Ocorre que a presente ação pretende discutir a validade da mora e da consolidação da propriedade fiduciária, agora sob o argumento de que a instituição financeira não teria realizado débitos automáticos apesar da existência de saldo na conta da devedora principal. Trata-se de fundamento relacionado ao mesmo contrato, ao mesmo período de inadimplemento e à mesma garantia fiduciária, que, em princípio, já era conhecido e poderia ter sido deduzido na demanda anterior.
Embora a decisão proferida nos autos n.º 5008963-29.2021.4.04.7209 ainda não tenha transitado em julgado, a definição do recurso nela interposto poderá repercutir diretamente na análise da presente demanda, especialmente quanto à exigibilidade da dívida, à caracterização da mora, à validade da consolidação e à possibilidade de alienação dos imóveis. Está configurada, portanto, hipótese de possível prejudicialidade externa, nos termos do art. 313, V, “a”, do CPC.
A suspensão, entretanto, não decorre automaticamente da ausência de trânsito em julgado nem deve ser compreendida como reconhecimento antecipado da coisa julgada. O efeito preclusivo previsto no art. 508 do CPC somente poderá ser aplicado de forma definitiva após a formação da coisa julgada material, observados os limites objetivos da decisão proferida na ação anterior.
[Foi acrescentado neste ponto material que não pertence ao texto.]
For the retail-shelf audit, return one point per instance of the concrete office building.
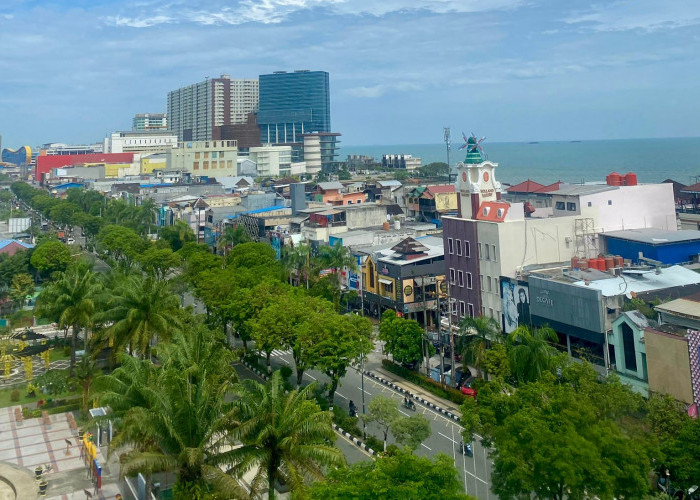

Por outro lado, a pendência de recurso sem efeito suspensivo não assegura, por si só, a preservação dos imóveis. Conforme a decisão proferida na ação anterior, a alienação sucessiva foi admitida, de modo que eventual prosseguimento dos atos expropriatórios poderá ocorrer segundo os parâmetros ali estabelecidos. A suspensão deste processo também não suspende automaticamente o procedimento extrajudicial, eventual leilão ou os efeitos da consolidação da propriedade, providência que dependeria de ordem judicial específica.
Diante desse contexto, suspendo o presente processo pelo prazo de até 1 (um) ano, com fundamento no art. 313, V, “a”, e § 4º, do CPC, ou até o julgamento definitivo do recurso interposto nos autos n.º 5008963-29.2021.4.04.7209, caso ocorra antes, ressalvada a possibilidade de revisão da medida se sobrevier notícia de leilão iminente ou alteração relevante no processo anterior.
Durante o período de suspensão, deverá a parte interessada informar eventual julgamento do recurso, certificação do trânsito em julgado ou designação de atos de alienação dos imóveis, para análise de eventual providência jurisdicional específica.
Ressalva-se, por fim, que a suspensão ora determinada não implica reconhecimento da validade ou invalidade da mora, da consolidação da propriedade ou da tese de impenhorabilidade, matérias que deverão ser reapreciadas após a definição da questão prejudicial e à luz dos limites objetivos da decisão proferida na ação anterior.